I was on a bus on my way to a party this past Saturday night when a guy, who happens to be Afrikaans, tapped my shoulder to ask if I were South African. It certainly was a lovely surprise. I asked how he had guessed. It was the accent, he said. Accent? I have always believed I had a neutral one, but as the Universe keeps revealing, apparently not. He, on the other hand, had an unmistakeable Afrikaans accent – the kind any white boy from Vereeniging would have. Listening to him, in Milan – the last place I’d expect to speak to an Afrikaner boy, was undoubtedly refreshing.

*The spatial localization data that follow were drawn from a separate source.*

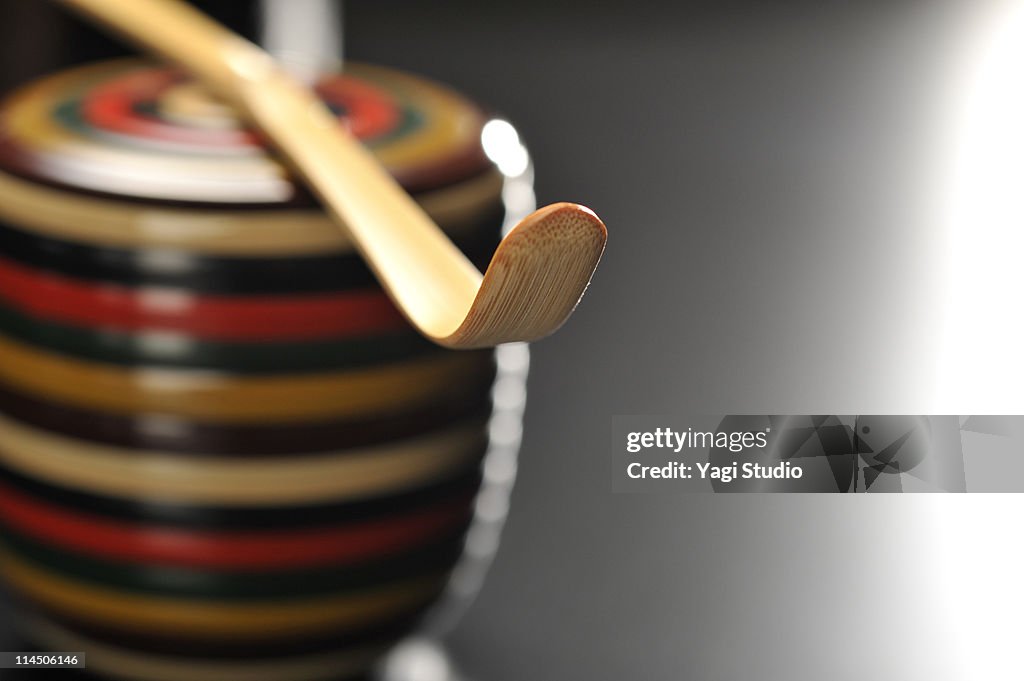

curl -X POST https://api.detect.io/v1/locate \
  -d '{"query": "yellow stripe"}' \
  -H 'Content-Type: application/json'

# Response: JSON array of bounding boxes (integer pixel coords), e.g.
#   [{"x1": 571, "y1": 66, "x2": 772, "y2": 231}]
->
[
  {"x1": 1, "y1": 548, "x2": 445, "y2": 638},
  {"x1": 0, "y1": 334, "x2": 492, "y2": 423},
  {"x1": 0, "y1": 413, "x2": 485, "y2": 504},
  {"x1": 25, "y1": 615, "x2": 381, "y2": 681},
  {"x1": 0, "y1": 167, "x2": 502, "y2": 256}
]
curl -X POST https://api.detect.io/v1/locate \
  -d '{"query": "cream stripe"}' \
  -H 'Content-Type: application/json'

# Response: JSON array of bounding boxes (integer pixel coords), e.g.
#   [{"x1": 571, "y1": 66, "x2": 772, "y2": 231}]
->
[
  {"x1": 0, "y1": 413, "x2": 485, "y2": 504},
  {"x1": 0, "y1": 335, "x2": 492, "y2": 423}
]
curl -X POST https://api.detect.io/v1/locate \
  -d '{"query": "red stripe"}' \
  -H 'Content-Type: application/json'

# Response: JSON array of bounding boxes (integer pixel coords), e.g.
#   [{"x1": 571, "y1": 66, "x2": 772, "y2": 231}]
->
[
  {"x1": 0, "y1": 481, "x2": 472, "y2": 571},
  {"x1": 313, "y1": 76, "x2": 402, "y2": 140},
  {"x1": 80, "y1": 68, "x2": 400, "y2": 148},
  {"x1": 81, "y1": 69, "x2": 260, "y2": 148},
  {"x1": 0, "y1": 255, "x2": 407, "y2": 341}
]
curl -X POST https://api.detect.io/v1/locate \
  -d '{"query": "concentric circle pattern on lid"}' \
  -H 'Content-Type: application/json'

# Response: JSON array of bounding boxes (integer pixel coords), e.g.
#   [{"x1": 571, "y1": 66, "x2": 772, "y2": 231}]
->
[{"x1": 0, "y1": 59, "x2": 490, "y2": 204}]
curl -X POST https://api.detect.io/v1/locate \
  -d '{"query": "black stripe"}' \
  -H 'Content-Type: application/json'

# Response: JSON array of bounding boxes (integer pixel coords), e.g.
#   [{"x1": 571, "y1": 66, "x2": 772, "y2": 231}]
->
[
  {"x1": 0, "y1": 303, "x2": 443, "y2": 373},
  {"x1": 0, "y1": 205, "x2": 502, "y2": 294}
]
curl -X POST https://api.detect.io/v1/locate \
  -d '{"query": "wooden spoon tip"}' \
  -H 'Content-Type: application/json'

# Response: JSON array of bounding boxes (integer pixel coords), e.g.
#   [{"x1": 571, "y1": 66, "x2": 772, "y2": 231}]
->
[
  {"x1": 504, "y1": 202, "x2": 607, "y2": 255},
  {"x1": 440, "y1": 202, "x2": 607, "y2": 349}
]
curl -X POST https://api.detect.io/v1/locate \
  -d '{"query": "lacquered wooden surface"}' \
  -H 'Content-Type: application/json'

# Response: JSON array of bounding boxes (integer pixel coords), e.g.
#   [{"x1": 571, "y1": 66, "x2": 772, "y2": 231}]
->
[{"x1": 0, "y1": 37, "x2": 508, "y2": 681}]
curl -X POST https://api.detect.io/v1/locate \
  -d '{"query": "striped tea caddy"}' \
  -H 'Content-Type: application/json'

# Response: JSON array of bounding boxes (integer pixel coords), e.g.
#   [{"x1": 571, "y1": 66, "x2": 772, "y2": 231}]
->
[{"x1": 0, "y1": 58, "x2": 530, "y2": 681}]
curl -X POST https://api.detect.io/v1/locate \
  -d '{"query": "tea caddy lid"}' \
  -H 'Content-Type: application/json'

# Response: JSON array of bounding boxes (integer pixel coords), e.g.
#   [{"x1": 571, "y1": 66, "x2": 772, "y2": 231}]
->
[{"x1": 0, "y1": 59, "x2": 492, "y2": 206}]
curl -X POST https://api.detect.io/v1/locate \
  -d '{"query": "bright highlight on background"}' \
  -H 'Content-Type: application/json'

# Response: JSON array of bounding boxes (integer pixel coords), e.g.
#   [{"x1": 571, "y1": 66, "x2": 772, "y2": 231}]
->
[
  {"x1": 936, "y1": 0, "x2": 1024, "y2": 414},
  {"x1": 481, "y1": 119, "x2": 530, "y2": 178},
  {"x1": 932, "y1": 2, "x2": 1024, "y2": 678}
]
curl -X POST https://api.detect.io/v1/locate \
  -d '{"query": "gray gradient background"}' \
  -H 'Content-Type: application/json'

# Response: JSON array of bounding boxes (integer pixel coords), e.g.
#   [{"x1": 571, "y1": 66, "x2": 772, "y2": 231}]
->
[{"x1": 1, "y1": 1, "x2": 1021, "y2": 679}]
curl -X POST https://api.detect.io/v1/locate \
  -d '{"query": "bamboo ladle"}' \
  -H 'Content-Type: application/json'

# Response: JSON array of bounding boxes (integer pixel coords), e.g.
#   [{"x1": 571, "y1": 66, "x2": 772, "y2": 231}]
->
[{"x1": 56, "y1": 0, "x2": 607, "y2": 349}]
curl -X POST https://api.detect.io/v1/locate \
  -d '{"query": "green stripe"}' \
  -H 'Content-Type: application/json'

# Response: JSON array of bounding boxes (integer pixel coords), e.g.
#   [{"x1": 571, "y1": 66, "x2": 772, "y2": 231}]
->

We spoke about his travels to the Eastern Cape and particularly Mthatha. He recalled fond memories of goats and cows on the road. His lady friend was illuminating besides him and nodding each time he spoke. She had joined him on one of these trips. I was so happy that by the end of that conversation, the muscles around my mouth ached… it had been a lovely chat. But when the bus reached their stop and we bid each other farewell, I began to think of how I had witnessed other friends being met with the same fate – meeting someone from their home country right in the chaos of Milan – and just how effortless it was for them to switch to their native language. It had always been beautiful to watch. This was not the case for us, and it bugged me somewhat.
South Africa, with eleven official languages, is a country with four groups of people – 1. those who only speak an indigenous language (their mother tongue); 2. those who speak more than one indigenous language; 3. those who speak one or more indigenous languages plus English and/or Afrikaans; and lastly, 4. those who only speak English and/or Afrikaans. Of course, many others also dabble on a foreign language or two. This boy, who was the highlight of my week, fell into the last category… and this is not entirely a surprise.
With our complicated history and battle with social-culture integration, language, the importance of language, and whose matters the most can all be sensitive issues for many people in SA, and understandably so. This affects a multitude of things, including our fragile education system. But without branching off into a political debate, I strongly believe that South Africans (especially English and Afrikaans native speakers) need to try harder and encourage themselves to learn a language other than English or Afrikaans. Kunini sazilum’ amalwimi sikhumsha! That’s just my two cents. After all, just yesterday the continent celebrated Africa Day – the 50th anniversary of the African Union. How are we to feel proud of this “unity” when certain languages seem to enjoy more importance and “relevance” over others? What are your thoughts about languages in South Africa, or in your country for that matter?